According to the WHO European Region Health 2020 policy framework , successful governments may achieve real improvements in health if they work across government to improve health for all and reduce health inequalities. Many groups, with immigrants being one of them, have been left behind and, in many instances, as economies falter, health inequalities are growing within and between countries. Access for all, to high-quality and affordable care is considered one of the milestones towards an equitable, sustainable and of high quality health system.
Greece has been traditionally a country which sent immigrants to rapidly developing countries. However, since the early ‘90s it has transformed into a country which hosts immigrants, mainly from the Balkans . In 2009, 958.000 immigrants (both documented and undocumented) were estimated to be living in Greece comprising 9% of the population . Most of the immigrants are coming from Albania (58%) and countries from Eastern Europe (Ukraine, Moldavia, Georgia etc.) at a percentage of (14%) while immigrants from Asia and Africa are estimated to be 10% of migrant population.
Evidence shows that immigrants are more vulnerable to social and economic disadvantage, something that affects health outcomes as well as access to health care [4, 5]. In particular, social exclusion is closely linked to migration . Socially excluded are defined by the same authors, as those who are marginalised and stigmatised due to their distinguishing characteristics (e.g. low paid wages). These groups are more likely to be excluded from a number of social and community life aspects such as participation in civil society, lack of or inadequate provision of social goods (e.g. language services), education and healthcare, and exclusion from social production and consumption. As far as healthcare is concerned, immigrants usually face obstacles and difficulties in accessing the health services of the country of their residence as well as the quality of any services provided. European Union authorities have pinpointed the specific problem and have stressed the need for application of national policies for tackling it .

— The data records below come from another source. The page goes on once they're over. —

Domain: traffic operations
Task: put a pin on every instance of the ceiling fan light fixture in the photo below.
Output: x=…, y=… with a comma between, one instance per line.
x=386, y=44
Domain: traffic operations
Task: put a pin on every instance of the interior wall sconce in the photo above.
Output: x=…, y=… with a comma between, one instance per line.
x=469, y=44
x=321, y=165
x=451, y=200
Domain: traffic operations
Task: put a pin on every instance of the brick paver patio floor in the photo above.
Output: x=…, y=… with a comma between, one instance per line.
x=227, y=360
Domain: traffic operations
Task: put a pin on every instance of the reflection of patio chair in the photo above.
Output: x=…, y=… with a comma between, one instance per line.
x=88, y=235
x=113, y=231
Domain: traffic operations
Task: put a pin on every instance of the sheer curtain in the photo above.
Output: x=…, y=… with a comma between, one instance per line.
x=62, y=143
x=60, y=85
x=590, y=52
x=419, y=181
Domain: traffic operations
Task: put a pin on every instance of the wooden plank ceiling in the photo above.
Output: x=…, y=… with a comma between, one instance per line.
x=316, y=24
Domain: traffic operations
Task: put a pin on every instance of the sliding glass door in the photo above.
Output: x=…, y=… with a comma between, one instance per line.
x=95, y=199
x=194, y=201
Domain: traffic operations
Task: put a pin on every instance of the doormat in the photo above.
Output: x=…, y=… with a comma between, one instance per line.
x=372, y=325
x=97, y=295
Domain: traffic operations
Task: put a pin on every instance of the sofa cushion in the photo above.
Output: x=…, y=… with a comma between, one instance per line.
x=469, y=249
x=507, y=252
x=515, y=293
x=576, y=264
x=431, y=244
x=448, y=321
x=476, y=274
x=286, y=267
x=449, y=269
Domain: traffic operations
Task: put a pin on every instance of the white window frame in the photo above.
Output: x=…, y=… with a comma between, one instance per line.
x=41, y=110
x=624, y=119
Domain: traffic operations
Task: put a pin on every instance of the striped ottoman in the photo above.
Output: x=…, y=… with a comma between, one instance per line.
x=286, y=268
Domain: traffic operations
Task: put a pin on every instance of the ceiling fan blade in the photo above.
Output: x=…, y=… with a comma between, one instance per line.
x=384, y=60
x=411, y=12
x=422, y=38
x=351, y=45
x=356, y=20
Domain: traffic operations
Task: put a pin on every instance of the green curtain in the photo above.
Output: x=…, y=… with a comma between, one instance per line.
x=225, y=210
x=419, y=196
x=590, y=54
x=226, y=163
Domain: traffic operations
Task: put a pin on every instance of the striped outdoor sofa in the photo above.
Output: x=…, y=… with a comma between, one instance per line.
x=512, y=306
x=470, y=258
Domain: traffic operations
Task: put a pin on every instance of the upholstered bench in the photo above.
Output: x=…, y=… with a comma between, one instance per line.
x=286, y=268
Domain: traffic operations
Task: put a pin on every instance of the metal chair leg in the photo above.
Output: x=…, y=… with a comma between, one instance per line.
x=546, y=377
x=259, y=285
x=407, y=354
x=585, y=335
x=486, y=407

The health care system in Greece is linked to employment status and type of employment. The newly created National Health Services Organization was intended to cover the vast majority (more than 95%) of the population (workforce, dependents and pensioners), assuming the presence of only short-term unemployment. The basis for entitlement is insurance status. Regarding entitlement of migrants to health services, as stated in a study  conducted for the policies on health care for migrants in EU 27 “migrants legally residing in the country enjoy the same rights as citizens in terms of access to the healthcare system. The requirement however is to have insurance, as they cannot claim the welfare benefit, nor the card which allows persons with low income free access to healthcare. Free (or subsidized) healthcare is strictly connected to affiliation to a social insurance. Only legal aliens, namely those holding a residence and employment permit, have a right to social insurance”.
However, in the context of the deep crisis, unemployment rose rapidly since 2009 to reach 26.8% in January 2013. Under pre-existing legislation, EOPYY only effectively covers the unemployed for a maximum of two years, thus leading to a rise in the percentage of the uninsured population and migrants, as a vulnerable group, are mostly affected by that economic turmoil.
Even though scientists and health policies are continually dealing with the issue of inequalities in health care [9, 10] there is not clear evidence about the health status of the approximately one million immigrants living in Greece today and their accessibility to healthcare services. Although immigrants are considered as a high risk group, vulnerable to poverty and social exclusion, there is a lack of an in-depth analysis and documentation of the factors that lead to this situation.
Until today, there hasn’t been a formed policy regarding the access and use of health care services mainly due to a lack of sound data for the epidemiological profile of immigrants and the use of health services by them. Therefore the development of any health care policy for immigrants must be evidence-based on health care needs of immigrants. Additionally, information is needed regarding the extent that the immigrants have access in health services and if that access is of satisfactory quality. Inevitably studies regarding the health literacy and use of health care services are essential.
This study aimed to explore the perceived barriers to access and utilization of healthcare services by immigrants in Greece. The present project aims to fill a gap by investigating the perceptions of immigrants from developing countries on barriers to healthcare access in Greece and proceed to specific proposals regarding the best ways to enhance the access of these groups in health care services.